There may be another element here: in many of the periodicals of the day each instalment was accompanied by a large (full-page) illustration and at the head of chapters there were rubrics or vignettes. These were used to sell the magazine: a print of the picture was placed in the shop window. I have a hunch such pictures also helped people to become familiar with the text in another way; to relate to it pictorially, and this too helped them read on the instalment plan.

Trollope's first serialised novel was Framley Parsonage, and it is the first of his novels to reach a huge readership.

To respond to Catherine, maybe serialisation encouraged writers to write cycles of novels. After all, many novelists did not write the whole novel first -- which, except for Framley Parsonage, Trollope customarily did. So as they were writing endlessly on, why not kept at it for another go or novel.

Cheers to all,
Ellen Moody

--- "I wish Mr Trollope would go on writing Framley Parsonage for ever. I don't see why it should ever come to an end, and every one I know is always dreading the last number." ----Elizabeth Gaskell

Reply-to: trollope-l@onelist.com
Subject: [trollope-l] Framley Parsonage: Trollope's First Serialised Novel

January 3, 2000

From: Ellen Moody

In further response to Angela, there is an excellent study of Trollope's use of serialisation to control and pattern his novels by Mary Hamer. It's called Writing By Number. In it Hamer studies numbers of Trollope's novels in their manuscript and serialised form to show Trollope did indeed write by number: he shaped his chapters and instalments with the way they were originally published in mind. She compares a novels like Barchester Towers, Dr Thorne and Castle Richmond (not written for instalment) with Framley Parsonage, Orley Farm and The Small House (written with instalment limitations in mind). One sees that Trollope took advantage of the divisions to make climaxes, build suspense, present his characters in different phases, and compare and contrast scenes and descriptions.

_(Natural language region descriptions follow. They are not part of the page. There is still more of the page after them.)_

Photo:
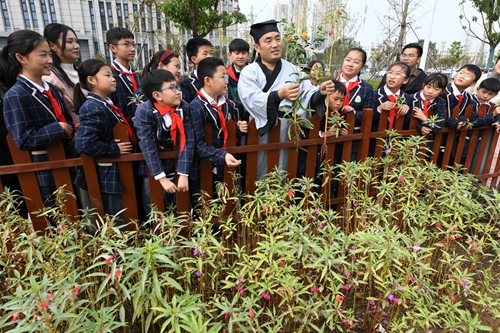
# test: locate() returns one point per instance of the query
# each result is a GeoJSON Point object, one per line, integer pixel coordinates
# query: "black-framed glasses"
{"type": "Point", "coordinates": [173, 88]}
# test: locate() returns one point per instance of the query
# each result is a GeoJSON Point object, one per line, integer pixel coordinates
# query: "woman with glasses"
{"type": "Point", "coordinates": [411, 55]}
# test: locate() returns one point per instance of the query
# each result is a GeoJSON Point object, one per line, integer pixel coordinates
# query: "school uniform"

When you are reading a novel by Trollope if you pay attention to where the divisions are you begin to see more artistic effects and clear shaping of the many plots to dovetail together. His books are not 'loose baggy monsters'. It is interesting that except for Framley Parsonage where he had no choice, he always first wrote the whole of his novel out first. He wanted to control its overall shape. He also did revise: there's an essay on The Way We Live Now by Sutherland in which Sutherland goes back to Trollope's working papers to discover Trollope moving chapters about, eliminating this, extending that, all after the whole was written. In the end too each of the segments came out to the length the contract stipulated.

In my book I also try to show that Trollope wrote differently when he had a short (less than 300 page), medium length (2 volume) and long novel (3 volumes and more) in mind. Among other things, in the former he writes more graphically, more generally and concisely, with lots more allusions and moves much faster.

Trollope was an artist and not enough attention has been paid to his artistry. But then again so were a number of the Victorian novelists.